The operating list was taped to the coordination wall, visible to anyone walking through the corridor, but it did not mean the same thing to everyone. To relatives, it was a row of names separating waiting from hope. To nurses, it was pure logistics: rooms, shifts, instruments, inevitable delays. To senior surgeons, it was territory. To young residents, it was a ladder too narrow, with every rung already claimed.

Lin Xuan read it before putting on his coat. Seven procedures were scheduled: two gallbladders, one hernia repair, a complicated appendix, an abdominal exploration that smelled of a hidden problem, a deep wound cleaning, and a minor intervention that would probably take longer than expected. His name appeared nowhere. He had not expected it to. Still, its absence left a dry sting.

Doctor Sun arrived behind him with a cup of tea so dark it looked medicinal.

"Staring at lists does not make people invite you."

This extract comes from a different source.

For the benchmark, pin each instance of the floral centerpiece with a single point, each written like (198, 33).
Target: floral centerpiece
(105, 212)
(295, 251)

"Staring at scalpels does not teach me how to use them either."

"That depends on how you stare and how little you get in the way."

Sun handed him three charts.

"Preoperative reviews. Read them. If you find something useful, maybe you can enter and watch. If not, you will do what everyone in a hurry to become a surgeon does: carry papers and look offended."

Lin Xuan accepted the charts without complaint. He had learned that Sun rarely handed opportunities out in the shape of opportunities. He usually wrapped them in something boring to see who could endure it. Lin Xuan sat in a corner of the doctors' room and began with the hernia repair. Nothing remarkable. Then the gallbladder case of a diabetic woman with borderline kidney function and a history of strange reactions to medication. He stopped there. He reread the anesthesia note, labs, recent medications, and background recorded with careless handwriting. There was a mismatch between a potassium value, a poorly recorded diuretic, and an emergency note no one seemed to have integrated.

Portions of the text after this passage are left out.